Neues vom Schlafbaum
  • In Westen nichts Schlaues

    Entgegen üblicher Arbeitsmarktstatistiken steigt in Berlin je näher der Winter rückt die Zahl der Bauarbeiter dramatisch an. Diese erkennt man auf ihrem Fahrrad morgens auf dem Weg zur Baustelle an ihren Warnwesten. Gern sieht man sie auch auf Gehwegen oder knapp an einem vorbeifahren, wenn man dusselig an der roten Ampel hält. Ob ihr Fahrrad Licht hat und es angeschaltet ist, sieht man nicht, denn es wird von der Weste überstrahlt.

    Eigentlich dürfte ich nichts gegen die armen Kreaturen haben, die so voller Angst um sich selbst sind, dass sie sich freiwillig in Funktionskleidung einrollen, damit sie in der Großstadt bloß gesehen werden. Allerdings ist es ein Trend und es ist zu erwarten, dass sich dieses Verhalten mehr und mehr durchsetzt.

    Eines Tages ist dann die kritische Masse erreicht und ein Jäger in seinem Auto wird weinen, dass er die gerade totgefahrene Beute ja garnicht sehen konnte, weil sie nicht wie die eben die kritische Masse eine Warnweste trug.

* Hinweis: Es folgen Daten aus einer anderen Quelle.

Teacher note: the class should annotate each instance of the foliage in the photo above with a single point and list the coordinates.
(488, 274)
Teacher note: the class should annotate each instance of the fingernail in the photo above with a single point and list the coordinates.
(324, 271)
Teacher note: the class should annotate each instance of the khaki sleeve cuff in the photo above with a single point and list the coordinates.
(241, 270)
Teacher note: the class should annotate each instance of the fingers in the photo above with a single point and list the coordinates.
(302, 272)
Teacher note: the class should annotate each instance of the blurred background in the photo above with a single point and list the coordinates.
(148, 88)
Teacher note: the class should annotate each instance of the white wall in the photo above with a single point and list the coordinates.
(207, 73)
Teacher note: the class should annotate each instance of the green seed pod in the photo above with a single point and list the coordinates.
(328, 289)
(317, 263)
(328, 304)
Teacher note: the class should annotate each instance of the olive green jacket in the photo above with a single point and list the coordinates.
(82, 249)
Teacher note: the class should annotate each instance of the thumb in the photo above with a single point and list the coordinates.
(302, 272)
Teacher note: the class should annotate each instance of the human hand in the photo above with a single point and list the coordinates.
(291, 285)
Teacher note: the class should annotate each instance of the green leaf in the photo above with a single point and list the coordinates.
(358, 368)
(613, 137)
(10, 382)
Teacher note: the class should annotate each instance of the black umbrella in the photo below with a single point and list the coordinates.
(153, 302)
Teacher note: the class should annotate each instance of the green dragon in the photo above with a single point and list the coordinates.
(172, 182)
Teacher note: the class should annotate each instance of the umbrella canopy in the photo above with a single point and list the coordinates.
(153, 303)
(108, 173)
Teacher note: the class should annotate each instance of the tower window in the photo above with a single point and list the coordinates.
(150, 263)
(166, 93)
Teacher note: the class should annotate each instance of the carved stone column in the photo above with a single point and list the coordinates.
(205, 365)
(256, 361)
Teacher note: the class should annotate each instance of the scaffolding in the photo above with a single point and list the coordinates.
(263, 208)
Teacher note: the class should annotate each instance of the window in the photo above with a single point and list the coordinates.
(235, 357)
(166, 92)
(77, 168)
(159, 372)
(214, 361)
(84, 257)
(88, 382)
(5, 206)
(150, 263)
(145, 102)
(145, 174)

    Damit wäre ein weiteres Mal im Straßenverkehr aufgrund niedriger Beweggründe (Angst und Egoismus) die Meinung gefestigt, dass der Schwächere dem Stärkeren nachzugeben hat. Das ist das Gegenteil meiner Definition von Menschsein und daher kämpfe ich weiter tapfer für die Westenfreiheit und sage der ängstlichen Beute: Bleib stark und lass die Weste aus, denn mit jedem Westenträger werde ich etwas unsichtbarer! Da bin ich jetzt auch mal egoistisch.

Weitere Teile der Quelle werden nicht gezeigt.